Apple’s arrangement with the industry’s five major music companies – Universal, Warner, Sony, EMI and BMG – stands in stark contrast to Napster and has transformed the recording industry’s model of distributing its music. Apple’s solution is elegant: After a free 30-second preview of one or more of the site’s millions of titles, consumers can legally purchase individual tracks or complete CDs with the click of a mouse and use the tunes just about anyway they choose. It is precisely what consumer’s want. During its first week of operation, the iTunes Music Store sold over a million titles. Today, that number exceeds 100-million. The iTunes Music Store is exemplary of matching a company’s response to consumers’ hopes for the unrealized potential.

Does it require a Steve Jobs to transform your industry? Not at all. You, as much as your competitors, well under- stand the obvious motivations of your constituents. And you can easily know what is missing on their lists of would-haves if you’re willing to turn up the volume and listen. Apple’s iTunes solution was one of gap closing. Where do your prospects see a gap? Surely, it is not root- ed in price, quality and service. Look for it elsewhere. Your customers will think of it as music to their ears.

Finding Your Voice

If developing new customer relationships is the yardstick by which you measure your marketing success, anything less than many new buyers probably corresponds to a weakness in elevating your case. Your message still may be part of the noise. Your company still sits on the base- line and it is time to get off it. Here are a few suggestions that may help:

FIRST: Understand your audience’s motivations. What do they see as potentially significant among the offerings in your industry and what is missing? How would your prospects define a breakaway company or an extraordinary solution in the context of their hopes and your
trade? You already know it’s a promise that won’t be rooted in price, quality and service, so don’t bother with such common and ineffective messaging. Let your competitors try to own these.

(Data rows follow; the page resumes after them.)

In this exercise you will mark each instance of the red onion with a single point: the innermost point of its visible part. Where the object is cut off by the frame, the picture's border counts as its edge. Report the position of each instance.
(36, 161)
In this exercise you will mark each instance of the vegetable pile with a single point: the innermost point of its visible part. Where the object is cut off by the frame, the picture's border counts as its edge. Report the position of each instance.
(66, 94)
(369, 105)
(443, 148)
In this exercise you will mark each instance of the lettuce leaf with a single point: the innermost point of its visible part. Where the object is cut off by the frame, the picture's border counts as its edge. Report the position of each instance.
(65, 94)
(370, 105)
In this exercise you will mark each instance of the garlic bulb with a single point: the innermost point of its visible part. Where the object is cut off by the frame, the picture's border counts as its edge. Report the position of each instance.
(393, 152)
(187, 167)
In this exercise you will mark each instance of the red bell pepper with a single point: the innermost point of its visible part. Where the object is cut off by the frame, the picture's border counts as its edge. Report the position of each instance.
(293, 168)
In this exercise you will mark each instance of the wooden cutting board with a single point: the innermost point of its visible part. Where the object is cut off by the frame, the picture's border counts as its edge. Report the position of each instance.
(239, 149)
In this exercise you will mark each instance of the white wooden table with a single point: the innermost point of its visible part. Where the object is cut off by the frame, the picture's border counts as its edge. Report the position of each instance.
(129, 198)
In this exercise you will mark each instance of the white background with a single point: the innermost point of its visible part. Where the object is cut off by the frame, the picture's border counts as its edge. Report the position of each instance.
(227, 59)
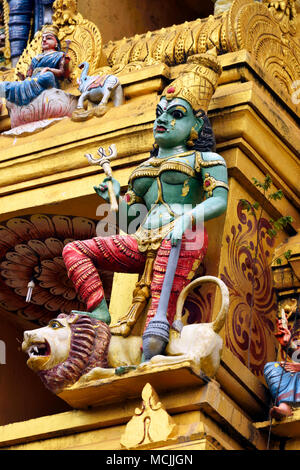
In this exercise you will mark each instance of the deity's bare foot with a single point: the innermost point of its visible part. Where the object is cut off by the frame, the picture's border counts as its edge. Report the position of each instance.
(282, 411)
(100, 110)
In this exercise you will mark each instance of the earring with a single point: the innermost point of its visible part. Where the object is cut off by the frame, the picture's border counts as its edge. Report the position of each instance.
(192, 138)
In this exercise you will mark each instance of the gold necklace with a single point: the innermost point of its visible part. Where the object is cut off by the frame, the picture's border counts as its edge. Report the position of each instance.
(156, 162)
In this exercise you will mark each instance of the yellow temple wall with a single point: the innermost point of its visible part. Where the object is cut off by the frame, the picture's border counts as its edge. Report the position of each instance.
(129, 17)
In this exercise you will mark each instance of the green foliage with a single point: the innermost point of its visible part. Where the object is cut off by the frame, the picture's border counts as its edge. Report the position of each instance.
(276, 226)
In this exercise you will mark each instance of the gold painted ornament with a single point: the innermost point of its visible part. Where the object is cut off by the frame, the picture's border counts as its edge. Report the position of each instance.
(150, 424)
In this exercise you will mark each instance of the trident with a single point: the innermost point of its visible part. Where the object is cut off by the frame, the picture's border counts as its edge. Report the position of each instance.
(104, 162)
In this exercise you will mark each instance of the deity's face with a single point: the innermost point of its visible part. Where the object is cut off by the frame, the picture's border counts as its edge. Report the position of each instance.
(49, 42)
(173, 123)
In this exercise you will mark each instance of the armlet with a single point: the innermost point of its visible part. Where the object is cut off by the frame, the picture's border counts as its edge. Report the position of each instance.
(131, 198)
(210, 183)
(200, 163)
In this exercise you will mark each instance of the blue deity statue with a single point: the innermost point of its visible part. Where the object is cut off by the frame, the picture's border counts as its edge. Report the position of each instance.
(20, 15)
(45, 71)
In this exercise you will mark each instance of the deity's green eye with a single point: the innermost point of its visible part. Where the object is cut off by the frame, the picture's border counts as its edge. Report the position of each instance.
(55, 324)
(177, 114)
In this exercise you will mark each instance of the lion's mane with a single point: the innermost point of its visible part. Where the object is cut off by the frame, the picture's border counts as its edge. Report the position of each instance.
(90, 340)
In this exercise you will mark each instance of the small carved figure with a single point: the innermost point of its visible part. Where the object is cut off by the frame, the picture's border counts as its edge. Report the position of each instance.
(97, 90)
(45, 71)
(283, 378)
(76, 348)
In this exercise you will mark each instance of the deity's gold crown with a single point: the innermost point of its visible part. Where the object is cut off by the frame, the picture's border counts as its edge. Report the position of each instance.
(50, 29)
(198, 81)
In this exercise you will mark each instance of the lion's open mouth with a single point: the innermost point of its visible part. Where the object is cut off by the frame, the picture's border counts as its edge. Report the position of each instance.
(39, 349)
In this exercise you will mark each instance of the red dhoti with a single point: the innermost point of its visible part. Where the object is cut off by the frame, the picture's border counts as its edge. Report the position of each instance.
(117, 253)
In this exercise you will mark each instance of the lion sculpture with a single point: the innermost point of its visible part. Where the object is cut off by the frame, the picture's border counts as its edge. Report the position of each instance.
(76, 349)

SECOND: Get familiar with your competition. The first step in establishing your ideal market position is to know what is out of bounds. That is the place where every competitor is now or has been before – this is your industry’s threshold of invisibility.
Where can you find this threshold? Perhaps the best place to look is found in your competitors’ brochures, trade ads and other collateral. Go to their web sites. Take two or three examples of each competitor’s promotional materials and compare them with other competitor’s materials. Is the messaging similar? You will probably find the same claims routinely presented by every competitor. Highlight them. As you review your competitors’ materials, can you exchange one company’s name and logo from its brochure and place it on a competitive brochure without affecting your understanding of what either company claims to offer? If so, this is a good indication that your industry’s baseline message is as pervasive as it is ineffectual. Now you know what not to say.

FINALLY: Avoid being cliché. Forget about pompous claims that describe how long you have been serving your customers. Prospects are seldom impressed. Do not bother with dubious declarations about your company’s industry leadership. Don’t self-aggrandize. That is, do not tout self-perceived references to superiority over your competitors. Stay away from fluff and adjective-laden descriptions of your company and your offerings. Instead, go for your prospect’s heart from the heart and market a relationship with your company in terms of its potential significance. Your competitors, still speaking the invisible language of price, quality and service will not see you coming. But that is okay, your prospects will.